Personally, I would prefer a clean, simple API, with some clear contracts, even if it does not support all possible combinations one can think of — in fact, I would consider not supporting some methods an advantage when it cannot be done in a consistent way.

4 Likes

Does it make sense to add popany!/pushany! to make it clear that you don’t care from/to where the element is popped/added? In this scenario, we’d deprecate pop!/push! for unordered containers to enforce at-the-end semantics.

Alternatively, pop!/push! can keep the current maybe-anywhere semantics and we can add poplast!/pushlast! for strict at-the-end semantics.

5 Likes

Thanks for interesting link about thread safety in Julia! :slight_smile:

In that case what about something like

pop_r!(c::Container, s::Semafor)  # see strtok_r in C for motivation in name

?

IMO it still has place in discussion about general containers API.

I fully agree. Just have to add that missing function which could be implemented is inconsistency too!

pop!(s:Set) from my POV has same logic as is in getting first element from for i in set.

1 Like

I vote for alternative because it is backward compatible.

2 Likes

Thank you to everyone for the replies! I like Tamas’s proposal. I think there are just a few corner cases that need to be answered.

I rather like the explicit addition of pushlast! and poplast!. This should be non-breaking (it’s just adding functionality), so if accepted, it could go in to a 1.x version of Julia.

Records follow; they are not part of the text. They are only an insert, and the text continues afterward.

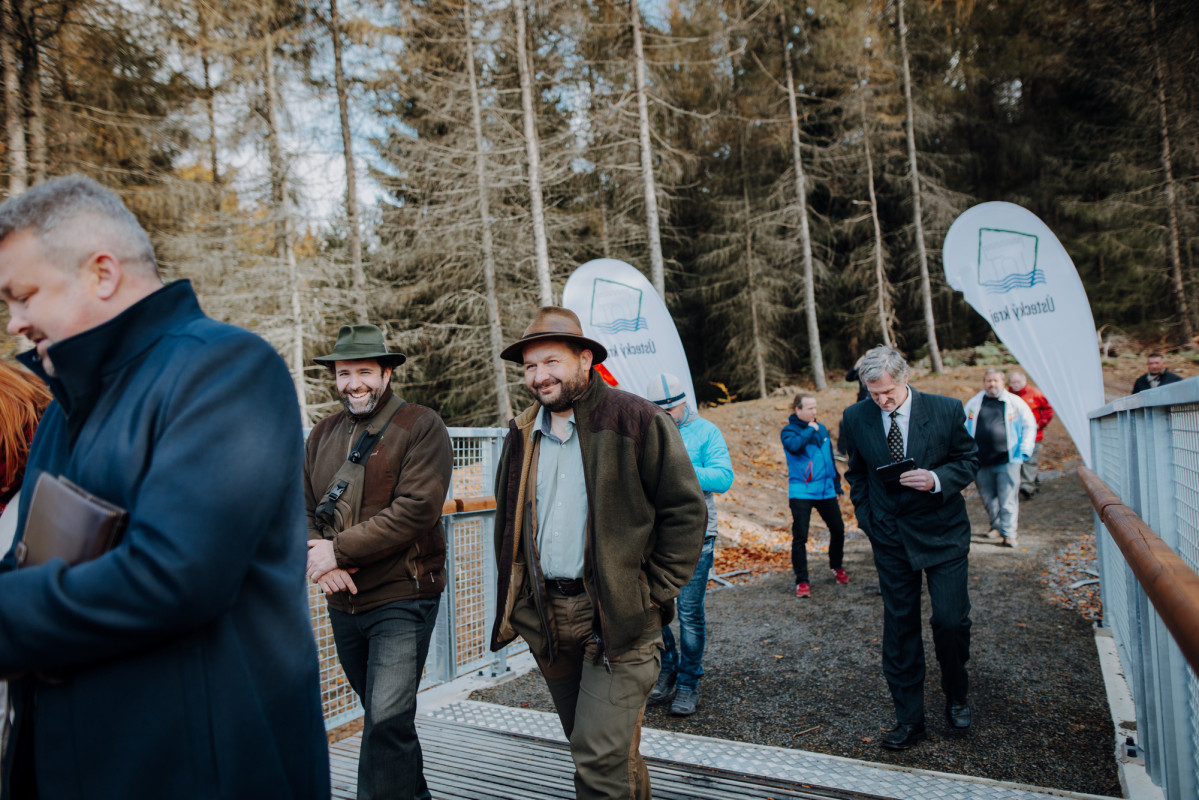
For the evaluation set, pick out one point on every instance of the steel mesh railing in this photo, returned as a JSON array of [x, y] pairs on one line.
[[461, 638], [1146, 450]]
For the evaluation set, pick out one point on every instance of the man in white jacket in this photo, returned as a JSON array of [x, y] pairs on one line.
[[1006, 432]]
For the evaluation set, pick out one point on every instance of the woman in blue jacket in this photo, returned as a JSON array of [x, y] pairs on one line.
[[813, 482]]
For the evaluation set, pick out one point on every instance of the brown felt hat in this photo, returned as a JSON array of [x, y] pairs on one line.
[[361, 343], [554, 323]]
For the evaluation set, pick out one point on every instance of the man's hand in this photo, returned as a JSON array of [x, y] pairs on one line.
[[320, 558], [919, 479], [337, 581]]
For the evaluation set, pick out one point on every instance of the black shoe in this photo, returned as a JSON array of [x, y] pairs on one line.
[[903, 737], [685, 702], [958, 715], [663, 691]]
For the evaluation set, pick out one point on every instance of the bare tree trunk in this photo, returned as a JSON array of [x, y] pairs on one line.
[[801, 191], [934, 352], [603, 228], [357, 277], [502, 401], [282, 222], [210, 109], [752, 280], [14, 152], [880, 278], [1180, 293], [35, 113], [541, 247], [657, 266]]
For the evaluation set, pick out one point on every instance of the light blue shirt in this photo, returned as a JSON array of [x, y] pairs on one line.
[[561, 500]]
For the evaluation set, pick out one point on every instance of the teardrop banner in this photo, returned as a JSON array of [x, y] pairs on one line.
[[1014, 272], [620, 310]]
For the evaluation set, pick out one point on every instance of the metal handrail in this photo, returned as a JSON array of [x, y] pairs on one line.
[[1168, 582]]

The main question being debated in the DataStructures.jl issue I referenced is what to do with Queue. If we follow Tamas’s proposal, then we should definitely implement pushfirst! and poplast!.

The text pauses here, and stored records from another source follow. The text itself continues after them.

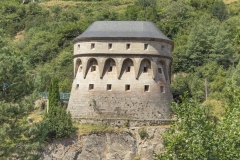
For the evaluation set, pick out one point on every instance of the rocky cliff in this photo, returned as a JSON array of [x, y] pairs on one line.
[[125, 145]]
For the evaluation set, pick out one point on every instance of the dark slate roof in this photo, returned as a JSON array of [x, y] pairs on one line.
[[122, 29]]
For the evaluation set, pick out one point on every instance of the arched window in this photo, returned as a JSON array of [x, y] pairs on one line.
[[109, 66], [78, 66], [127, 66], [92, 65], [145, 67], [162, 68]]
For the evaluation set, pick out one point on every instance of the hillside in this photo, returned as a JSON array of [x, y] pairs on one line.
[[36, 46]]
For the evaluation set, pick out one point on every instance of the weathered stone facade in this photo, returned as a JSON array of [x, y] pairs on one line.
[[120, 72]]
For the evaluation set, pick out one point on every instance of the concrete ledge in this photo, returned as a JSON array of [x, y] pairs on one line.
[[121, 122]]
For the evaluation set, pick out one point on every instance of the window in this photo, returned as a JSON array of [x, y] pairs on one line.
[[145, 46], [128, 46], [160, 70], [110, 46], [92, 45], [162, 89], [145, 69], [109, 87], [93, 68], [146, 88], [91, 87], [128, 69], [110, 69], [127, 87]]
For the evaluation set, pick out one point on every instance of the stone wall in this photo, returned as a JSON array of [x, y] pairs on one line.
[[126, 145], [137, 86], [117, 122]]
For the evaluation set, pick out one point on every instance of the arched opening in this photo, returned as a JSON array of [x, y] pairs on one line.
[[127, 67], [162, 70], [145, 67], [78, 66], [92, 65], [109, 66]]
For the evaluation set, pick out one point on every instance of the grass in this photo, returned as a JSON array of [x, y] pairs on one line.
[[88, 128], [229, 1]]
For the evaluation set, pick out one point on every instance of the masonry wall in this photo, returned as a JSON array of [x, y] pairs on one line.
[[140, 86]]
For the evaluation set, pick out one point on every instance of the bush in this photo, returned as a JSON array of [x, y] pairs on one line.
[[142, 133]]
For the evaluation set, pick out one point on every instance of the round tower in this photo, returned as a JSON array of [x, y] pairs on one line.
[[122, 70]]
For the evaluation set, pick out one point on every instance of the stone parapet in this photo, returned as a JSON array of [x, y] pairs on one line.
[[123, 122]]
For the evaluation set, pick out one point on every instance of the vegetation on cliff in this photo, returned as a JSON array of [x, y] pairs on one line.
[[35, 45], [59, 122]]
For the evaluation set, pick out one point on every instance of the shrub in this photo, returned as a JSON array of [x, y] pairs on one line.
[[142, 133]]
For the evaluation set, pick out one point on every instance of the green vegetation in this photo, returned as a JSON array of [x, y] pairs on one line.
[[59, 122], [35, 46], [142, 133]]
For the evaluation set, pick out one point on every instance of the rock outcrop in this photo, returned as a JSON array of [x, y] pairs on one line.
[[125, 145]]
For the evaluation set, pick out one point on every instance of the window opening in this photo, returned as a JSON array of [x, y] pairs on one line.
[[93, 68], [162, 89], [91, 86], [127, 87], [92, 45], [110, 46], [128, 69], [109, 87], [145, 46], [145, 69], [146, 88], [110, 69], [128, 46], [160, 70]]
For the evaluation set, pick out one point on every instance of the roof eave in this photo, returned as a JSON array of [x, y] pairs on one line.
[[124, 38]]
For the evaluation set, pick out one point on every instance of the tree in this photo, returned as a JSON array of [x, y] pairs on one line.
[[18, 138], [219, 10], [58, 120], [14, 81], [190, 137], [145, 3]]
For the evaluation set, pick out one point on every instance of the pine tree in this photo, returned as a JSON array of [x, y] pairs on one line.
[[59, 121]]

However, should we also implement

  • push! (as an alias for pushfirst!) and
  • pop! (as an alias for poplast!)?

This slightly conflicts with the suggestion that

since for a Queue, they don’t exactly reverse one another.

My inclination is that implementing push! and pop! for Queues is fine, and to just clarify the “reverses” wording here.

If there aren’t any more comments, I’ll move this to an issue in Julia at some point.

Cheers!
Kevin

4 Likes

For Queue, I would suggest a pushfirst! and poplast!, both without an “inverse”.

1 Like

Queue has only one way in and one way out, so push! and pop! make sense to me.
Otherwise we end up making the code less generic.

4 Likes

Channel defines push! and popfirst! but not pop! or pushfirst!. So, it is strange to define push!/pushfirst! when popfirst!/pop! does not work, if you want to make your API close to Base.

But if you add poplast!/pushlast! to the generic collection API, I think it makes sense for push! and pop! to be callable for any type that defines *first! or *last!. They become location agnostic API where the target collection can chose its favorite location.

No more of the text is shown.